You are required to submit a written report of your results for each experiment. The reports will be submitted electronically and will be due an hour before lab begins the following week. An outline of the requirements for the report is given in the lab manual. We will use WebCT to collect lab reports and post grades. The URL is http://www.courses.umd.edu. You must identify your lab partner on your report.

Late Reports:

Late reports will be assessed a penalty of 10% (2 pts) per day.  A missing lab report will cost one letter grade for the course.

Missed Lab:

Missing a lab, and not making it up, will result in failure of the course!


There will be one homework assignment due before the start of class the day Lab I is done. The purpose of this assignment is to review and strengthen your understanding of the type of error analysis you will be performing in the labs this semester. There may be a second assignment later in the semester.

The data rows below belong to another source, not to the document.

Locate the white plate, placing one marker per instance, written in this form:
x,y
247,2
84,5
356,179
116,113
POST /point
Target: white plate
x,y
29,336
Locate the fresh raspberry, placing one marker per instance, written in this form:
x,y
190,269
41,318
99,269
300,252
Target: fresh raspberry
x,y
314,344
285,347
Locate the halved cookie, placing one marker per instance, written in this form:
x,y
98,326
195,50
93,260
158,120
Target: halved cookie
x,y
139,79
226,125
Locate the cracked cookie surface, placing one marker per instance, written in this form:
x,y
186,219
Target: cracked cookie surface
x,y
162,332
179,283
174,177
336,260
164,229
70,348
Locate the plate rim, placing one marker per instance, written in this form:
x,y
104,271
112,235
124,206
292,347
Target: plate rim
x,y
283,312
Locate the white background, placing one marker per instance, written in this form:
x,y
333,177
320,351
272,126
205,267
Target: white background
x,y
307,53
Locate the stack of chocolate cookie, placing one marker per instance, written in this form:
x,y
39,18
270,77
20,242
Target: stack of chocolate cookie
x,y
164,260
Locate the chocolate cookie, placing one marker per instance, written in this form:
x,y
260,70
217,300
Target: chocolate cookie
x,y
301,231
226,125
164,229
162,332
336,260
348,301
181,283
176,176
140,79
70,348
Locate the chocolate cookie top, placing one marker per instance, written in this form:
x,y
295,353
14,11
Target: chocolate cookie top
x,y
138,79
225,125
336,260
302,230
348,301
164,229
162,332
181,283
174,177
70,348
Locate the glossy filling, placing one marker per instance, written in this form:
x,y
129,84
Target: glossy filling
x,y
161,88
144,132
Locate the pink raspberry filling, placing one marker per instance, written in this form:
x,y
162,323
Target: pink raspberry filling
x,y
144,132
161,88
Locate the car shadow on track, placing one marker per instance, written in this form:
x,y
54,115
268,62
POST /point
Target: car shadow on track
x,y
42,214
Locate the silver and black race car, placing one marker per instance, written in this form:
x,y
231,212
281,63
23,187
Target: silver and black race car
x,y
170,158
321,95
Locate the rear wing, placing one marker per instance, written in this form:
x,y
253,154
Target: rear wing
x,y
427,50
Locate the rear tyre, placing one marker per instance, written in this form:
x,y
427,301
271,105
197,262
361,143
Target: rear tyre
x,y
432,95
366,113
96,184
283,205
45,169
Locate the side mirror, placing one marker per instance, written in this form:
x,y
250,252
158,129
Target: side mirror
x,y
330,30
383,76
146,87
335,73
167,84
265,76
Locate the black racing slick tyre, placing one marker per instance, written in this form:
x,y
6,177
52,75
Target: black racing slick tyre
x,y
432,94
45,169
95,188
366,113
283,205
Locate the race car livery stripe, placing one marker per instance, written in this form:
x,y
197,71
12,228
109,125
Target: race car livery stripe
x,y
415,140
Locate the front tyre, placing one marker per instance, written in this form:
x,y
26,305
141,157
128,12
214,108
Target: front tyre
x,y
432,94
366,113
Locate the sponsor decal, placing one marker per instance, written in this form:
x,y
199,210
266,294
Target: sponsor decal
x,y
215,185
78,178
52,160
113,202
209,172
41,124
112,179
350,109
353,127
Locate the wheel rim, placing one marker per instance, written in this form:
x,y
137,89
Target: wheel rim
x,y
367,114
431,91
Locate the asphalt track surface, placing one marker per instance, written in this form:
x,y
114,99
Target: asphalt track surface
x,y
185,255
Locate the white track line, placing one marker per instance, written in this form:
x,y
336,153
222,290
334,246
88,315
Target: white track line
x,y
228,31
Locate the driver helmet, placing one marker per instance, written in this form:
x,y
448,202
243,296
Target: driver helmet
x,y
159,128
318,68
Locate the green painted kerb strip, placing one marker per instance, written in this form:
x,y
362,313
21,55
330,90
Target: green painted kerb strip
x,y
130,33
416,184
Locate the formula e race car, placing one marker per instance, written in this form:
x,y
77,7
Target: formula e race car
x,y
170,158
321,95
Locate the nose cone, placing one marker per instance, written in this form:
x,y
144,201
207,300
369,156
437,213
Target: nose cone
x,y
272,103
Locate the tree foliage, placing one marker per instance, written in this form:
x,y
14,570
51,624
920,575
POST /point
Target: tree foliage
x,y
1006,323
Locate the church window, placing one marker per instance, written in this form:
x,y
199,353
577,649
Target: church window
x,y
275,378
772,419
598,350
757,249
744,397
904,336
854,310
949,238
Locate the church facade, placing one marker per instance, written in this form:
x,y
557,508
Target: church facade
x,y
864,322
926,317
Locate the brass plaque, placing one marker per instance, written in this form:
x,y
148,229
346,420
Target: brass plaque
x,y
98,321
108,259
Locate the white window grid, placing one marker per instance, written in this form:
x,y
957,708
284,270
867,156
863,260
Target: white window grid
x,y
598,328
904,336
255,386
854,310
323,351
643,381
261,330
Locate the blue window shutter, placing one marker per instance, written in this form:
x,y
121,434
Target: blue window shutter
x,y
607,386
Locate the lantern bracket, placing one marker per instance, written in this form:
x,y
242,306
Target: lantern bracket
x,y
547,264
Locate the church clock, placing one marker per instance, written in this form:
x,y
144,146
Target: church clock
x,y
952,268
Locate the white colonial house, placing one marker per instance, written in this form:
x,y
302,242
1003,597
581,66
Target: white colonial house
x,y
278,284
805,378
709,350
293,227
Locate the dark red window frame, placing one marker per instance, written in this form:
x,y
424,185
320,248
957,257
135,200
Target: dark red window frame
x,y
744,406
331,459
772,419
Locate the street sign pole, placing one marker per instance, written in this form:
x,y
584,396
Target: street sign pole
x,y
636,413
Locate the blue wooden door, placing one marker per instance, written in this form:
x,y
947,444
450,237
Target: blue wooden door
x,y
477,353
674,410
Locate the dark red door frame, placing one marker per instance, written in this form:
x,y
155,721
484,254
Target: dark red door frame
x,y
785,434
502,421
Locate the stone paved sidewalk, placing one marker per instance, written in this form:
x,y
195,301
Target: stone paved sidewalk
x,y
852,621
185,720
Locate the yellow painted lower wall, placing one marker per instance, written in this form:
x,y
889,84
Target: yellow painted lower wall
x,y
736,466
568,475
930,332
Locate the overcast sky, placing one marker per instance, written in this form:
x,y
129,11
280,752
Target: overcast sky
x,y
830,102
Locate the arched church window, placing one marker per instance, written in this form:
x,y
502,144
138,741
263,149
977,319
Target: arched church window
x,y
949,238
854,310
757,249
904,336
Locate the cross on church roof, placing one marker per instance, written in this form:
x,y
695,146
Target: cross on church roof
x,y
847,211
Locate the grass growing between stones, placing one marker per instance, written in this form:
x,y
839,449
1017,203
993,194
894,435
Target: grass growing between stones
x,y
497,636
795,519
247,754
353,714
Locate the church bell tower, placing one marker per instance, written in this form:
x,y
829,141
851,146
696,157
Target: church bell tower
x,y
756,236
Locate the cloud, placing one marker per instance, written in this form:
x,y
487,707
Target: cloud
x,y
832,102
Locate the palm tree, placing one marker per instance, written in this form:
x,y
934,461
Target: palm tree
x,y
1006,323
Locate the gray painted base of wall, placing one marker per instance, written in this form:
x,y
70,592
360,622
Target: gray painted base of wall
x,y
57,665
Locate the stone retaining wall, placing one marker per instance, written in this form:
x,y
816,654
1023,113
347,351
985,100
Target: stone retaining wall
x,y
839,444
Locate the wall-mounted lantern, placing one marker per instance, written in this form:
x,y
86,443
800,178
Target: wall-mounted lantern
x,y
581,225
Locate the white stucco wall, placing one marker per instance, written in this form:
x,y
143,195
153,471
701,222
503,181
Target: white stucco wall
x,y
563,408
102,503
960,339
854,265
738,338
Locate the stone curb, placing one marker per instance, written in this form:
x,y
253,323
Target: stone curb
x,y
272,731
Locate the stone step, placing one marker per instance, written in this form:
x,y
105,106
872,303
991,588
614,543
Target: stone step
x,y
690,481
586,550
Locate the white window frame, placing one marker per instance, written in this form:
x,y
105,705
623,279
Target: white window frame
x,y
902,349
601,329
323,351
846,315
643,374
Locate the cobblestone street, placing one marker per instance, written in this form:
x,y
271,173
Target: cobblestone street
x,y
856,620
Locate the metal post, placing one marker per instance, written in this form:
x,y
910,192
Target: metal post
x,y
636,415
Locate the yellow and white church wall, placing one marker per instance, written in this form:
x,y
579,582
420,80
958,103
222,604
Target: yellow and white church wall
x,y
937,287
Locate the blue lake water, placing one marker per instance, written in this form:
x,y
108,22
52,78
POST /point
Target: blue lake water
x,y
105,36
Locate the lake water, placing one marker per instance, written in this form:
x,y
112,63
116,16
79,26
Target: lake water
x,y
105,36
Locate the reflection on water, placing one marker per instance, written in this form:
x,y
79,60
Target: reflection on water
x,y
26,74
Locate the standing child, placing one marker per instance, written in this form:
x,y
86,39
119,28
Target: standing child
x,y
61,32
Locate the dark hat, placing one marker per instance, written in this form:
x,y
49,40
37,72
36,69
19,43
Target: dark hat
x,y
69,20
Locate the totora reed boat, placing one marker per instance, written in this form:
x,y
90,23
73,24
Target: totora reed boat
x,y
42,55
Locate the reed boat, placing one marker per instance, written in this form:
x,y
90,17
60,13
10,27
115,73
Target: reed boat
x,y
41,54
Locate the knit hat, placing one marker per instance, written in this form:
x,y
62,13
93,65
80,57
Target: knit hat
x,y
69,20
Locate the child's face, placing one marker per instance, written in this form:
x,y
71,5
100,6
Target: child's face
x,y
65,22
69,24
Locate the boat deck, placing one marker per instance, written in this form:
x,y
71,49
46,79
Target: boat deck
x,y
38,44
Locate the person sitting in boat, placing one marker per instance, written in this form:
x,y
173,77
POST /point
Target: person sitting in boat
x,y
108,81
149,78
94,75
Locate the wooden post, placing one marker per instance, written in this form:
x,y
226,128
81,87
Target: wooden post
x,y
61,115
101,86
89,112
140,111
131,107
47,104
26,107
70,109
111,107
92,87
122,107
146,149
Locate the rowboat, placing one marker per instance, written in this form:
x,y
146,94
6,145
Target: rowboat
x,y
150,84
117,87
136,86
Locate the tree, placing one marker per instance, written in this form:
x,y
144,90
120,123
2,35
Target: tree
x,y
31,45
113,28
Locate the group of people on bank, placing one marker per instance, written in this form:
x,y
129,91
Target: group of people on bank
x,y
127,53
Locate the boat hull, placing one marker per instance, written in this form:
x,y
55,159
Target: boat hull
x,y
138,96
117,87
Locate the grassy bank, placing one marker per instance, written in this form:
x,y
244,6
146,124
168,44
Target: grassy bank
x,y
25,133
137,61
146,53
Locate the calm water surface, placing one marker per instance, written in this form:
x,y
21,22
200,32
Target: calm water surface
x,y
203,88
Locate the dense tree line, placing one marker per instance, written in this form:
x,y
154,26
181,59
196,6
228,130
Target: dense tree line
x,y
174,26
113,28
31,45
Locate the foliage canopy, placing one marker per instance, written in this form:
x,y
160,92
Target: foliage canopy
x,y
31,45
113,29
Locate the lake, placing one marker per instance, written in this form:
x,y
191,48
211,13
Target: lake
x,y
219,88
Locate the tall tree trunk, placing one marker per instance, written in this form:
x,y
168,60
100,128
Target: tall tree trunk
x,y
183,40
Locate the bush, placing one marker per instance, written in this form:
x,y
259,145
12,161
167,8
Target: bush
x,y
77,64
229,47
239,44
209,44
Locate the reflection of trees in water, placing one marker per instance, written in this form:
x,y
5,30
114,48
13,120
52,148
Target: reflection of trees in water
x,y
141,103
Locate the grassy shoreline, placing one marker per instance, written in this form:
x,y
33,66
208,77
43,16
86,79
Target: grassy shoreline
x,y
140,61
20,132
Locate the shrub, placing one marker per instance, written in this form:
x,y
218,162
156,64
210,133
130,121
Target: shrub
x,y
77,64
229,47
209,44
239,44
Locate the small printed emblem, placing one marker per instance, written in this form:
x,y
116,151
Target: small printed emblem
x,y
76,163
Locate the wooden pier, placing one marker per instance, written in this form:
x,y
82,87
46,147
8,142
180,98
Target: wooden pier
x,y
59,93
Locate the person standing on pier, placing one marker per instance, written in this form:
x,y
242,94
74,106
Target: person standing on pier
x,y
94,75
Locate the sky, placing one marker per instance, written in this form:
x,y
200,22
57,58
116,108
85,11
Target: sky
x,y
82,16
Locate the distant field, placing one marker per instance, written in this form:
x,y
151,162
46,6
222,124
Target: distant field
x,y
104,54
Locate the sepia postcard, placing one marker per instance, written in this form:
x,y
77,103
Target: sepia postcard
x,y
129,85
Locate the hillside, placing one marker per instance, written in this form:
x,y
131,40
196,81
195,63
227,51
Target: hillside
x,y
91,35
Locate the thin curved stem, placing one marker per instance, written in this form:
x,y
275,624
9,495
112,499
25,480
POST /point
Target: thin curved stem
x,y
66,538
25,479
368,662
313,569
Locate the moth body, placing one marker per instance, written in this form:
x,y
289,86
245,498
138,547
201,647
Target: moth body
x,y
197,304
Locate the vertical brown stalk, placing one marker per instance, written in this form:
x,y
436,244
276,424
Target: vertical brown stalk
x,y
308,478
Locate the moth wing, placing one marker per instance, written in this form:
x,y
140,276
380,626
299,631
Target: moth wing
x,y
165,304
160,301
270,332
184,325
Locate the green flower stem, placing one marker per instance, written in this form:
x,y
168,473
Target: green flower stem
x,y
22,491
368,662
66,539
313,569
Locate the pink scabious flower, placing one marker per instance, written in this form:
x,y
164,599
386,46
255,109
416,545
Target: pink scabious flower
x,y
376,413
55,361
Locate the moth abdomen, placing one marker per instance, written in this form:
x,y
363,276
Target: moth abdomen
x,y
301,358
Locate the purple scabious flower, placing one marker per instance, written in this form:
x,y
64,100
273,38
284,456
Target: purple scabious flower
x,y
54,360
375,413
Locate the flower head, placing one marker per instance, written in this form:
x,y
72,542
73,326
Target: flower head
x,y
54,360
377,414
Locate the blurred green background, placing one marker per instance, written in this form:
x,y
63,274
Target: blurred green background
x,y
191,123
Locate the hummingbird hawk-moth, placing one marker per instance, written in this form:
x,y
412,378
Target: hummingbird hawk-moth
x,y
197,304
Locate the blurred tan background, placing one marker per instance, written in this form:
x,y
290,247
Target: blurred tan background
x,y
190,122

A few class meetings will be devoted to discussions of the physics and/or data analysis for upcoming experiments.   Participation in these sessions is just as important as the experiments themselves.  Attendence is mandatory; your grade will be adversely affected if missed.


Dates Lab No. Activity Due 1 hr before class starts
Feb. 2  

Introduction, Error Analysis

Feb. 9 I Ohm's Law Homework
Feb. 16   Discussion Lab I
Feb. 23 II Magnet Field due to Currents


Mar. 2 III An Electron Beam in E & B Fields Lab II
Mar. 9   Discussion Lab III
Mar. 16 IV RC and RL Circuits wth a DC Input  
Mar. 23   Spring Break  
Mar. 30 V  RC Circuits with an AC Input Lab IV
Apr. 6 VIa LRC Circuits and Resonance: Part a  Lab V
Apr. 13 VIb LRC Circuits and Resonance: Part b Lab VIa
Apr. 20 VII Diodes and Rectifier Circuits  Lab VIb
Apr. 27   Make-up Lab VII
May 4
Discussion & Make-up Make-up
May 11   Final Lab Final Lab & Make-up


Report Grade:

Completeness and Presentation: Were all required measurements and analyses performed? Is the writing clear, complete, and concise? Do all figures have axes labeled, legends, and suitable formats?
0-7 pts
Proper use of significant figures, units, scientific notation.
0-3 pts
Analysis: Are both random and systematic uncertainties evaluated? Are the data evaluated for consistency and compared with model predictions where approporate?
0-10 pts
20 pts

Course Grade:

Lab Reports 65%
Homework 5%
Final Lab 15%
Class Performance* 15%
TOTAL                                         100 %

*Includes your lab noteobook and experimental approach.

Tips for Doing Well:

Read the lab manual carefully before lab and attempting the experiments.

Keep a complete log for the experiment including experimental diagrams of measurement configurations actually used to obtain data, results, estimates of various uncertainties and limitations to the measurements, analysis used to obtain final results and a proper estimate of all uncertainties including: systematic as well as statistical.